Four out of ten corn and soybeans growers surveyed in the latest Ag Economy Barometer expect farmland cash rental rates to rise in 2023.

Jim Mintert, director of the Purdue University Center for Commercial Agriculture, says among respondents who expect rates to increase “27 percent said they expected a zero to five percent increase and on the other end of the spectrum, 34 percent said they thought rates might go up 10 percent or more.”

He tells Brownfield farmer expectations are in line with long-term cash rental rate trends.  

“On average (cash rental rates) go up between two and a half and three percent per year, so I think people are back to expecting something a little closer to or slightly above the long-term trend,” he says.

The Purdue University/CME Group Ag Economy Barometer is a monthly national survey of 400 U.S. producers.

Producers remain relatively optimistic about short-term and long-term farmland values.
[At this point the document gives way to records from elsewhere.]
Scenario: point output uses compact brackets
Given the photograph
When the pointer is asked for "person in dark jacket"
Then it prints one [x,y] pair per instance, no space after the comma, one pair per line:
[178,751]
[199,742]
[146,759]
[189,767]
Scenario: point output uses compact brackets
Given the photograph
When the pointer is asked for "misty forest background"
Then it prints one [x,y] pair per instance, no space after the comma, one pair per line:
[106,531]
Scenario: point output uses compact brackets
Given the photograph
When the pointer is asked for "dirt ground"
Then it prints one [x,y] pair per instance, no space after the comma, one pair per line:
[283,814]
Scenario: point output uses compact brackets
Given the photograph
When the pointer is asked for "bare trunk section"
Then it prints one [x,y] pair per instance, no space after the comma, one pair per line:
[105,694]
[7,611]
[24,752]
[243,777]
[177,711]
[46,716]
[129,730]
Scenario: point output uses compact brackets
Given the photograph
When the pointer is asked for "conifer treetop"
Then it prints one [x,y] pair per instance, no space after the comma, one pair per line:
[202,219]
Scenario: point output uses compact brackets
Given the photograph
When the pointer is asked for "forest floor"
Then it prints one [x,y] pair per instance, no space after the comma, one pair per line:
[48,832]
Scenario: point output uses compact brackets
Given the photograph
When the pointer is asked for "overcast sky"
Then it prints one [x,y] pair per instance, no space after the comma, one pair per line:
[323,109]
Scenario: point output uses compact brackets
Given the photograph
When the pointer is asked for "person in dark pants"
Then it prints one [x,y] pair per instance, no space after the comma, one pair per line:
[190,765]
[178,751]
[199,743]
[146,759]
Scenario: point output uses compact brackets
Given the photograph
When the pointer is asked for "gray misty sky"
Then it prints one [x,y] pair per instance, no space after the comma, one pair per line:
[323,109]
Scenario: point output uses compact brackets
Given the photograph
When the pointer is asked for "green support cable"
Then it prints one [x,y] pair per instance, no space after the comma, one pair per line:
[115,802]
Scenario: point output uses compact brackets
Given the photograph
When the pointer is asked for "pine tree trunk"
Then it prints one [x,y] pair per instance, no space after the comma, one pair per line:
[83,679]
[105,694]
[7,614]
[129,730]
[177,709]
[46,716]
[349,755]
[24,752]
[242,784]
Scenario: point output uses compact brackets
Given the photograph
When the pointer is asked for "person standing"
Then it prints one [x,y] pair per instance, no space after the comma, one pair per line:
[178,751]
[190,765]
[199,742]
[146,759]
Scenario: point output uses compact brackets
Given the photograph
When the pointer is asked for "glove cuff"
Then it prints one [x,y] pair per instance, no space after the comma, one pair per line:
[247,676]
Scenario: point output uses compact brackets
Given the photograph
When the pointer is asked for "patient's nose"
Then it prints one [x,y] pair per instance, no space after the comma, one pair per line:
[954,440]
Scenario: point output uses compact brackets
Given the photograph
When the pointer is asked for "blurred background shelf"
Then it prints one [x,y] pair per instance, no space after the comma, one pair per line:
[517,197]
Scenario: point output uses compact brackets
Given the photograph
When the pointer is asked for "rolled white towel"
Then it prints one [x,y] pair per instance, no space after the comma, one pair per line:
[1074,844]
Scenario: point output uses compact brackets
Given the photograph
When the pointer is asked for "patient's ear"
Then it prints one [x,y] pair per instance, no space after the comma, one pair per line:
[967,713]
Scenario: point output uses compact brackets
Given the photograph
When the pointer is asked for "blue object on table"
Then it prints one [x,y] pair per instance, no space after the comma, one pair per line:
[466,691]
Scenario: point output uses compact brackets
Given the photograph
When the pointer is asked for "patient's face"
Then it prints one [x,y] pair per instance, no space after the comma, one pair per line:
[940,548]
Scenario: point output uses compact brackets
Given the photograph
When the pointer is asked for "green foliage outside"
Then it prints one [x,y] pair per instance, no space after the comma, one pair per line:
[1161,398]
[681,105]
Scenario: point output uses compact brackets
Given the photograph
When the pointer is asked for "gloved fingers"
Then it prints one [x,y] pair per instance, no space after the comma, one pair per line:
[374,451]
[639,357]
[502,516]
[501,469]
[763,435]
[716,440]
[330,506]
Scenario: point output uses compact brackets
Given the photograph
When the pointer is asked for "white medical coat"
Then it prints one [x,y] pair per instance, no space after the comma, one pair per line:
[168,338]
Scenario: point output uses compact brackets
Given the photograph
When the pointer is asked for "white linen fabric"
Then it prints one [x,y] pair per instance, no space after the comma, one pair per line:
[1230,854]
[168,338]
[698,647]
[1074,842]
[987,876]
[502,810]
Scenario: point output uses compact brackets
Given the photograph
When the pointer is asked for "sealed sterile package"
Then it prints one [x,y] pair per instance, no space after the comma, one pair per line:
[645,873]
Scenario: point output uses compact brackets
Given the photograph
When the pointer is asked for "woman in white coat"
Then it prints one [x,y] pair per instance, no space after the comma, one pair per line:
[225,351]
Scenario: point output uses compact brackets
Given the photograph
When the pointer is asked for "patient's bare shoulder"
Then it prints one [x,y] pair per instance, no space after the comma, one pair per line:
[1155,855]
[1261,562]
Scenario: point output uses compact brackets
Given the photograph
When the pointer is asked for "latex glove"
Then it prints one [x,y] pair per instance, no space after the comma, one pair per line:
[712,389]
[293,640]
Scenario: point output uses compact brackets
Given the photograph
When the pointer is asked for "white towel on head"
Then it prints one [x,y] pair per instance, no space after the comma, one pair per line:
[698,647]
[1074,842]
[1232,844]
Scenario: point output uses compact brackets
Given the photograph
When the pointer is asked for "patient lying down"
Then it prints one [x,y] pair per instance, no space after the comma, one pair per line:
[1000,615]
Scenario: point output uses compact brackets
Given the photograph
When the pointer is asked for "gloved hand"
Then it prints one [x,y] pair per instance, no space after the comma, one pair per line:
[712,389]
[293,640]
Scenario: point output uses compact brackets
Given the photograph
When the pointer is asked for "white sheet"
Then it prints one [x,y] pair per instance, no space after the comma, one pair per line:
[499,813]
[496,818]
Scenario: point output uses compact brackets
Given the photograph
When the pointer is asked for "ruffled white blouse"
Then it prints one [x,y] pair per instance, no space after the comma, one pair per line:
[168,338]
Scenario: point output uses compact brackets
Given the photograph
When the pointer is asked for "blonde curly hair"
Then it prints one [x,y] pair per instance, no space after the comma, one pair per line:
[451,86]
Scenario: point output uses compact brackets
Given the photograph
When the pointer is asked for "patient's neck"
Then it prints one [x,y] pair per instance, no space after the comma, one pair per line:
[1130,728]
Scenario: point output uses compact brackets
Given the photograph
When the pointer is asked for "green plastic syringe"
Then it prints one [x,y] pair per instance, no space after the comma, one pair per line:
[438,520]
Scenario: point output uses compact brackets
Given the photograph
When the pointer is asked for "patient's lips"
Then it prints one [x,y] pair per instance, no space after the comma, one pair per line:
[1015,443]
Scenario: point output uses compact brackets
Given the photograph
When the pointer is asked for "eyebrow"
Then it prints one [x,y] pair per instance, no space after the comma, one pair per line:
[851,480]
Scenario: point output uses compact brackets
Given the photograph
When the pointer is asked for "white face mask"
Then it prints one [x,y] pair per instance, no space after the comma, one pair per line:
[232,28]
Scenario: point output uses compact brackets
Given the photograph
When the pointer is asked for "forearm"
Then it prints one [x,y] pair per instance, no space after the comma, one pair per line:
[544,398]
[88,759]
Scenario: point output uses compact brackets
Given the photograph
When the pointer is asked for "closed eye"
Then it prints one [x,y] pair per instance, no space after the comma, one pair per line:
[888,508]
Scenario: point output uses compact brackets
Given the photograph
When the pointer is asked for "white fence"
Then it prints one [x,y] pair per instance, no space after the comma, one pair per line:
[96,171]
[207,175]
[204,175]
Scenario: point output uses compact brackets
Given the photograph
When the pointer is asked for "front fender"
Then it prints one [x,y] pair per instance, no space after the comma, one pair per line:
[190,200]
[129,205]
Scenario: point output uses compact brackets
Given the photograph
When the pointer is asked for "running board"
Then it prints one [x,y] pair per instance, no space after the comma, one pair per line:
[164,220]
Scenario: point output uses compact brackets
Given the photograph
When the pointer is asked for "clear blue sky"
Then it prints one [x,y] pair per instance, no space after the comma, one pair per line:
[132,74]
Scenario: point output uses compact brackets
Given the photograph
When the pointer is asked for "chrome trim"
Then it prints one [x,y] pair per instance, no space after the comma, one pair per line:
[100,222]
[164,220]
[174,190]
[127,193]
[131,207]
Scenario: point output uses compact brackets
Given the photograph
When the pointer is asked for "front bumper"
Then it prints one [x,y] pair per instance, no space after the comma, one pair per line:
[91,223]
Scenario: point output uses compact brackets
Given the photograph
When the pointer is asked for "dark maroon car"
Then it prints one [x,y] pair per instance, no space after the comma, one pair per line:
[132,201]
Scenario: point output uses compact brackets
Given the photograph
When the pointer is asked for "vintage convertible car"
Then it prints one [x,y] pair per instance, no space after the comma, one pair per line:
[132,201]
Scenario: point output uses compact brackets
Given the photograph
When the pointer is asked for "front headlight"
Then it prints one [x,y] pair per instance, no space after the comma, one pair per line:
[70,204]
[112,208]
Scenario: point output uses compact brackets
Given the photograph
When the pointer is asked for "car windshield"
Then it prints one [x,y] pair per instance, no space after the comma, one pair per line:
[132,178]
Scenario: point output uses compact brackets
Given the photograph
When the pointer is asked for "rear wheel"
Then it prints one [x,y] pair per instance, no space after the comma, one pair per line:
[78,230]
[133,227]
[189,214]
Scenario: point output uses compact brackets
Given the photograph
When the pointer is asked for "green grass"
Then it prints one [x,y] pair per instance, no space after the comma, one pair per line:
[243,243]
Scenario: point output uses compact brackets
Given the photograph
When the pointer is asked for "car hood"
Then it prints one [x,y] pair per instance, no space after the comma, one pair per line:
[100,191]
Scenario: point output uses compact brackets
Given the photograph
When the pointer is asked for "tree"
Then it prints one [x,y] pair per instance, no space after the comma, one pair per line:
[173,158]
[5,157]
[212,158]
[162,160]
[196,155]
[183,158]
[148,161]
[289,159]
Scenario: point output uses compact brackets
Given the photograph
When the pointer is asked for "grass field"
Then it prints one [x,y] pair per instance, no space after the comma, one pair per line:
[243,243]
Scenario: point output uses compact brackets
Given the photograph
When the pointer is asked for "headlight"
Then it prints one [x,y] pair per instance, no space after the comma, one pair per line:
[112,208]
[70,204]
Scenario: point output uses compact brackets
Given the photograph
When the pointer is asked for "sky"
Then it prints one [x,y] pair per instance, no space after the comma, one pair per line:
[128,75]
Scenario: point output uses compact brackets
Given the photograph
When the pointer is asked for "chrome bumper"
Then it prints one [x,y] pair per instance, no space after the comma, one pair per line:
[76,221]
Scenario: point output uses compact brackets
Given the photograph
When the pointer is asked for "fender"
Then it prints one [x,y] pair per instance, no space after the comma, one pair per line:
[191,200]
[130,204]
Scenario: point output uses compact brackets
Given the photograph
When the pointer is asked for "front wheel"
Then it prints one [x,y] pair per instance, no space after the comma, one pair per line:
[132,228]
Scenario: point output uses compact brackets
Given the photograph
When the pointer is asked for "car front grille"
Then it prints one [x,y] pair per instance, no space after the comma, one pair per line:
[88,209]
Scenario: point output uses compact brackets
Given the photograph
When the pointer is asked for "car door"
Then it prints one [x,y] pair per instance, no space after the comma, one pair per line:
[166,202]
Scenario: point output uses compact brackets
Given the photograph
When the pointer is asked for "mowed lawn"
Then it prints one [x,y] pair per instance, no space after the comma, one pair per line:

This month, the Short-Term Farmland Value Index rose one point to a reading of 128 and the Long-Term Farmland Value Index fell 4 points to 146. The small decline in the long-term index follows last month’s nine-point rise.

The survey found that among respondents who expect farmland values to rise over the next five years, there’s evidence of a trend developing with an increasing percentage of producers choosing non-farm investor demand as the main reason they expect values to rise. Nearly 60 percent of respondents who expect values to rise chose non-farm investor demand as the main reason.